Status Gunung Agung Dinaikan Jadi Awas, Warga Karangasem Panik dan Mengungsi

Ilustrasi Pengungsian warga sekitar gunung agung/ Okezone

BALI – PVMBG Badan Geologi menaikan status Gunung Agung menjadi status level IV atau awas sejak Jumat (22/9/2017) malam, dan hal tersebut membuat Warga masyarakat di kawasan radius bencana (KRB) Gunung Agung di Kabupaten Karangasem, Bali berbondong-bondong mengungsi.

“Warga kami juga panik untuk melakukan pengungsian, begitu mendengar kabar status Gunung Agung dari level III (siaga) ke level IV (awas).
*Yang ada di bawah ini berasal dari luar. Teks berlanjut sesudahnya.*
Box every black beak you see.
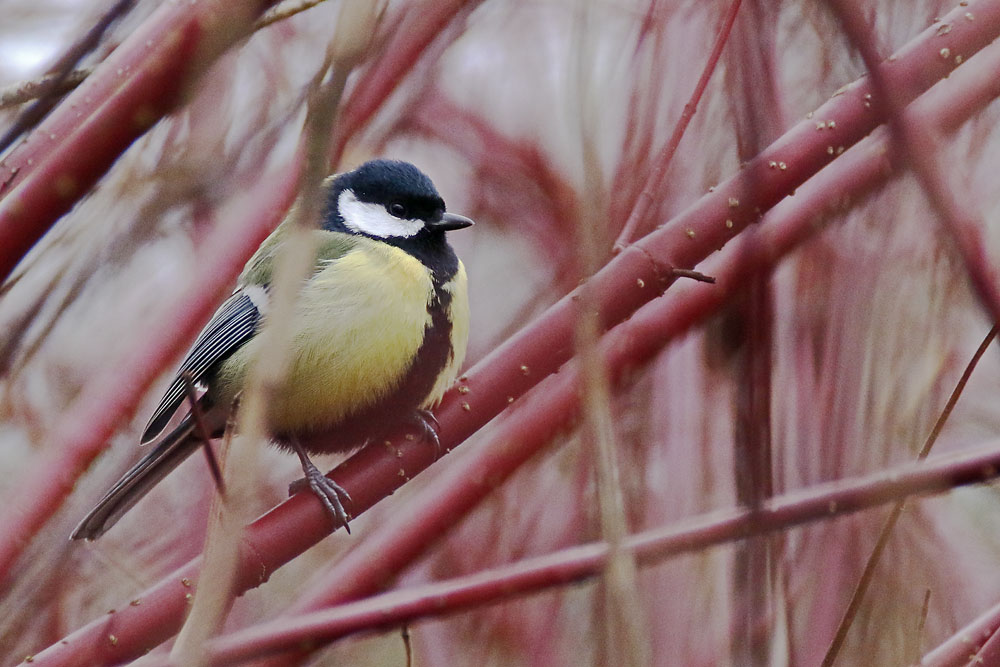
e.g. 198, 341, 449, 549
427, 213, 476, 232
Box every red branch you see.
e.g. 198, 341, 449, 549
145, 441, 1000, 665
0, 0, 273, 282
828, 0, 1000, 322
23, 0, 1000, 664
260, 35, 1000, 664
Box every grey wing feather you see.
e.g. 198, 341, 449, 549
142, 290, 261, 443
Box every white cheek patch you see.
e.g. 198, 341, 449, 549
337, 190, 424, 239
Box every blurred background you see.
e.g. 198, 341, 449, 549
0, 0, 1000, 665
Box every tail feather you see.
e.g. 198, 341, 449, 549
70, 417, 202, 540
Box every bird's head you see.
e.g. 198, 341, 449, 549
323, 160, 473, 243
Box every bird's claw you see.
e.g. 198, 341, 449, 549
288, 440, 351, 534
413, 410, 441, 461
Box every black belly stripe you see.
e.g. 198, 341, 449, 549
288, 281, 454, 454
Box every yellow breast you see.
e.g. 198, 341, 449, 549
219, 240, 436, 434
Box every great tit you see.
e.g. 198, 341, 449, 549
72, 160, 473, 539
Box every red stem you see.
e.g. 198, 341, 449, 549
828, 0, 1000, 322
148, 441, 1000, 665
0, 0, 273, 283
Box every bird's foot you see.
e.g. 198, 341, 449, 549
413, 410, 441, 461
288, 442, 351, 534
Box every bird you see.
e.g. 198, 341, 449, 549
71, 159, 473, 540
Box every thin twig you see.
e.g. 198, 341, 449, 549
614, 0, 742, 252
822, 325, 997, 667
152, 440, 1000, 665
0, 0, 135, 154
181, 371, 226, 495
Mereka pengungsi secara swadaya ke daerah aman dengan menyasar ke wilayah Gianyar dan Denpasar,” kata Bendesa (Ketua) Adat Pakraman Desa Nongan, I Gusti Ngurah Wiryanata di konfirmasi, dari Denpasar, Sabtu (23/9/2017).

Ngurah Wiryanata mengatakan aparat keamanan, “prajuru adat” (aparat adat) dan para relawan sudah memberikan informasi kepada warga Desa Nongan agar tidak panik dengan kabar baru tersebut.

Sebab pemetaan KRB itu yakni dalam radius sembilan kilometer dari kawah puncak Gunung Agung ditambah perluasan sektor ke arah utara, timur laut, tenggara dan barat daya sejauh 12 kilometer.

“Kalau dalam perhitungan pemetaan tersebut, maka keberadaan Desa Nongan masih di zona aman.” ujarnya, diberitakan Antara.

“Beberapa warga kami juga ikut panik untuk mengungsi, baru melihat warga dari kawasan utara, seperti dari Desa Besakih dan Menanga berduyun-duyun mengungsi ke arah selatan. Padahal di desa kami juga menampung pengungsi,” ujarnya.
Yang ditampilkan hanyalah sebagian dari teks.